My parents were in this dream too. I was living with them. They didn’t figure prominently. My dad was annoyed that I was up late in the basement doing homework, and my mom was playing supportive. My dad was an additional stressor, but that was about it. I was hiding in the basement from him though. I was always afraid of the basement when I was a kid. I had dreams about being chased around down there.
Right now (in awake world) I’m eating a vegan breakfast in day one of my experimental vegan athlete diet (Vega). It is a twelve week diet from a book. I am trying it out. It is free from common allergens- gluten, soy, corn, as well as dairy, eggs, and meat. I am hoping I might get more energy, be sick less, and lose some weight. If I feel better in 12 weeks I’ll keep going, and if not, I’ll stop. It was time-consuming getting started. I spent several hours yesterday grocery shopping, on top of an hour last Thursday and many hours compiling my grocery list. There is a lot of fruit and vegetables, seeds and nuts, and things I’ve never bought before like hemp protein and brown rice miso paste. Then I spent about 3 hours last night preparing and cooking for today. I made yam pancakes (no flour), energy bars, a salad, salad dressing, and a smoothie. So far it tastes pretty good. I really, genuinely like vegetables and most “health” food, so I am lucky. It’s not such a stretch for me to switch to this diet. I do like preparing food too, although I hope it doesn’t take quite so long every time. This is a pretty serious diet.
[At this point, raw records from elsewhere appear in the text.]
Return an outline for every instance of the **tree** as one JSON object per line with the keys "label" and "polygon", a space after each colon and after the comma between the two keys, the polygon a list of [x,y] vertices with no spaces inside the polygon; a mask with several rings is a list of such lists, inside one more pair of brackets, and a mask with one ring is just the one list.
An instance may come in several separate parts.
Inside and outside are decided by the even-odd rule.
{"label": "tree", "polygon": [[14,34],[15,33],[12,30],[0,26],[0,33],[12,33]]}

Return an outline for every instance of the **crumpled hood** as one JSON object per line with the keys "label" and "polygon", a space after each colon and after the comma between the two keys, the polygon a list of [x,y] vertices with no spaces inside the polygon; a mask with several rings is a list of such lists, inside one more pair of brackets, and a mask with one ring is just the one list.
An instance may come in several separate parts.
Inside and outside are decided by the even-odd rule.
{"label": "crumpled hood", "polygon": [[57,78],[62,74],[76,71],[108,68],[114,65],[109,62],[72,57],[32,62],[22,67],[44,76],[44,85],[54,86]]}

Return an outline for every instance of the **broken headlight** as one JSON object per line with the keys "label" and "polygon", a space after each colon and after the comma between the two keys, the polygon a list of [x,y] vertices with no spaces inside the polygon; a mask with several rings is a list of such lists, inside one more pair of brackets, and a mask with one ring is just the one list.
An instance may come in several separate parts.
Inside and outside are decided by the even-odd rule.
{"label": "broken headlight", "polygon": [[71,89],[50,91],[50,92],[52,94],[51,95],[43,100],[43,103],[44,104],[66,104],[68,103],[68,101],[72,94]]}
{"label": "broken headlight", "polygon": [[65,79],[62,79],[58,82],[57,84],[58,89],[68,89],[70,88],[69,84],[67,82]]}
This is day one of giving my subconscious a VOICE. I usually have very detailed and vivid dreams, but I woke up today sweaty but not in the middle of something. I listened to my guided imagery last night, so that might have helped. Last night/morning, I dreamt I was driving a really nice, red sports car, but I couldn’t control it. The brakes didn’t work sometimes, and sometimes they were VERY sensitive. The steering was the same way. I kept thinking how great it was that I had this fantastic car, but damned if I could drive it. Seemed like a pretty accurate metaphor for my life. I have a great life, my dream life in a lot of ways, but I often feel out of control and that it’s not quite working because I can’t get it to do what I want it to do. I’m afraid of crashing and destroying the whole thing. I want to reach into my mind and see what is going on in there. There is a primordial soup of pain and fear and longing that wants to get out. I want it to get out. I had a vision a while ago, in EMDR, of these feelings growing out my back into large, beautiful wings, anchored in my body by a core of strength and resilience that came from my earlier experiences. The wings are kind of a dirty white, almost grey, but they are stunning and gorgeous and strong, and they can do what I couldn’t do when I was a kid- strike back with incredible force or fly me out of there. My rats are like little envoys from that place inside me that the wings grew out of. They are creatures of survival, smart, clever, resourceful, adaptable, resilient, but also full of personality. They are funny, sweet, loving, social, and curious. They survive, but that’s not all they are. They are strong and persistent, but also cute and sweet. They are my spirit animal. We understand each other. A rat in human form has wings though. My therapist thought my superhero power was holding all the pain and anguish and despair of my childhood away from me, but my superhero power IS that pain and anguish and despair. It’s what my strength grows out of. It’s the primordial soup of my life.